彼にとって、学校とはうるさい先生があれこれと指示命令をし、座る場所まで強要される、おそろしく居心地の悪い場所である。



しかしそれでも、彼は学校に来る。



Aくんは、他の子をつめでひっかいたり、顔をパンチしたりするので、担任の先生から目の敵(かたき)にされていた。

Aくんが教室の一番前の席で、先生ににらまれながら、怒られているところを、私は何度か目撃した。



Aくんに、学校へ行く価値を教えたから、彼は学校に来ているのではない。

彼は、学校がきらいだ、と明言したことがある。

来たくない、と言ったことも、もちろん何度だって、ある。



しかし、彼はめげずに学校へ来ている。









わたしはAくんの担任ではないけれど、Aくんのことで何度も相談を受けたから、Aくんがちっとも折れずに、ちっとも暗くならずに、学校へくることは知っていた。だから、彼がちゃんと学校へ通ってくることに、なんともいえない彼自身の力を感じていた。



ひとつ言えるのは、



〇学校へくると算数ができるようになるよ

〇学校へくるとお友達ができるよ

〇学校へ来ると楽しいドッジボールができるよ

〇学校へくるといいことがあるよ




というような、学校へ来ることの価値を教わったから、来ているのではない、ということ。

彼は、そんな屁のような(押し付けられた)価値を知って学校へ来ているのでは、毛頭ない。



ではなぜ、一見、彼にとっては価値のなさそうに思える学校へ、彼は毎日通ってくるのだろう。





三年寝太郎が、地元に巨大な用水路をつくるために目の前の地面を掘り始めた時、最初、だれも手伝おうとしなかった。大人はだれも、そのことに「価値」を認めようとしなかったからだ。

ところが、子どもたちは手伝う。

用水路とは何か、その価値とはなにか、と子どもは問おうとしないからだろう。



三年寝太郎と子どもたちが、用水路堀りを毎日やるうちに、大人の中にも、そこに参加する人が現れてくる。

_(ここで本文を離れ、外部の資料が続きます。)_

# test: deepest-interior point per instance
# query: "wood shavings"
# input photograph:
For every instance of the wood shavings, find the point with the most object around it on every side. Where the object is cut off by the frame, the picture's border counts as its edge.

日頃あまり、「夢」とか、「価値」とか、「意味」とか、「意義」などを語ろうとしない人たちから、だんだんと参加し始める。



そこが、人間の不思議なところ。







用水路が1割ほどできあがり、堤が目に見えて分かるようになると、それを「意義づけ」る賢い大人がようやく表れる。この用水路づくりには意味がある、と認めるのだ。

そうなってから初めて、参加し始める人たちもいる。





この話から分かるのは、人間は「価値」にとらわれつづける、ということだ。

社会が価値を認める、ということに、われわれ大人はとても敏感になるし、そのことに依存する。





このことを、「人間の価値依存癖Value-dependent addiction*バリューディペンデント・アディクションとよぶ。





Aくんが学校をどう評価していても、彼は学校へ来たいのだ。

あるいは、学校へ来たくなくても、毎朝、登校することを選択しているのだ。



そこで、大人が震えながら、なにかを恐れながら、



「学校には価値がある!!」



と叫ばずにいられないこと自体が、なにか病的なのだろう、と思う。



学校の価値を語らずとも、

価値があるかどうかを問わなくても、

Aくんが学校へくることを喜び、大人はそこでもっとも人間らしくふるまいながら、Aくんと共にすごす、ということだろう。なにしろ、われわれは、生きていること自体がヨロコビであるのだから。